ReplyDeleteTwenty Two can be considered a viable companion piece to the previous TZ chiller "Perchance To Dream". AGAIN, we are dealing with the participation within a terrifying nightmare and the antagonist, again, is a female Grim Reaper. What stunts it in juxtaposition with " Perchance " is #1, the stigma of its' recruitment to videotape. #2, if Serling had waited, but as the ketchup says "Heinzsight is only 20/20", for the fourth season, more detail and enhancements could have, with the blessings of more running time, made " Twenty Two" a masterpiece. The use of the elevator to the basement floor was too ephemeral; I would have found taking the darkened fire exit creepier. Then, when the footsteps stopped outside Liz's door, if the door was open and suddenly the stalker appeared like in the Hitch-Hiker at least once, to startle both Liz, and us. Then, to justify the doctor's curiosity, if he'd been down at the basement floor, and heard a familiarizing scream, yet missing out on the source. Still, "Twenty Two', if only fair compared to " PTD", IS all things considered, a satisfying excuse to sit up to watch with a Fluffernutter and a glass of milk on a cold night.
ReplyDelete'22' has become my favorite of the original Twilight Zone episodes.
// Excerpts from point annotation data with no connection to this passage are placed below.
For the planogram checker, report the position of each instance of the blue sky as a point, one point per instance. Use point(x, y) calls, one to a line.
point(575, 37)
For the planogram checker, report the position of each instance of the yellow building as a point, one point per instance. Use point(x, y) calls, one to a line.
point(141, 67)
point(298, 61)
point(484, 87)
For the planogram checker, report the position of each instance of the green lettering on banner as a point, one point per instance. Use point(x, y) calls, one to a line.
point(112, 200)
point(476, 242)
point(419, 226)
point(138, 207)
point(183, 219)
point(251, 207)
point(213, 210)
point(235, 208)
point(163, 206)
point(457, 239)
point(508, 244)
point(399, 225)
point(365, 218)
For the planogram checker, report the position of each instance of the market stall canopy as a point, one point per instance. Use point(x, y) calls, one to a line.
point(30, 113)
Arlene Martel's chilling performance as the beautiful, but sinister morgue nurse, and her line "Room for one more, honey!" uttered with that evil grin, is unforgettable.
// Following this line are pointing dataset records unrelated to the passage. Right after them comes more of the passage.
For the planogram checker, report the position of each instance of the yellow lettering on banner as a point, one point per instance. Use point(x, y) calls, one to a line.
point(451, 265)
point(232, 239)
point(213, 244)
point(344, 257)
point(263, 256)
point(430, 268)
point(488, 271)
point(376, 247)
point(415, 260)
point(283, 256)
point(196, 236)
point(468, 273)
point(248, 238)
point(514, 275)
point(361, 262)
ReplyDeleteBarbara Nichols, as the nightclub dancer hospitalized for exhaustion, but tortured in her sleep by a recurring nightmare, manages the most bloodcurdling screams. And just having the creepy, patronizing Jonathan Harris as my doctor would give me nightmares!
Then the final scene - no longer a dream - where the nightmare seems to be playing out in real life. Barbara attempts to board a plane to Miami only to be welcomed by Arlene, now the stewardess, again with that same greeting "room for one more, Honey!". In her hysteria, Barbara can't get away from that plane fast enough.
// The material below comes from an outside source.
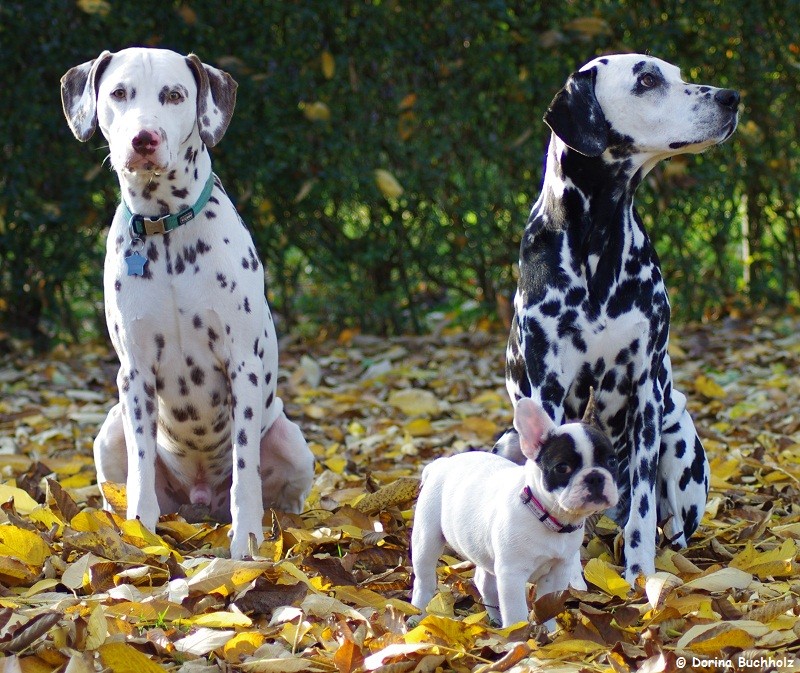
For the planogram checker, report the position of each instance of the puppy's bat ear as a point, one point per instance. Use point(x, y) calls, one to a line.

On another site, I read that the moment where she stumbles on her way back to the terminal and falls to the tarmac was unscripted, but it worked so well the director decided to keep it.
Some don't like the taped episodes. But I find these early videotapes fascinating. While the tapes may have deteriorated, and the lighting may look a bit strange today, the video still provides a fluidity of motion that looks like a live broadcast. As for the special effects, given the low budget, they're fine, with only the moment of the explosion giving away that it's really a model.
No mention of Arlene Martel/Sax as Spock's betrothed T'Pring in the Star Trek episode "Amok Time"?
ReplyDeleteI might also add that Jonathan Harris' voice was rather sexy when he wasn't Smithing it up.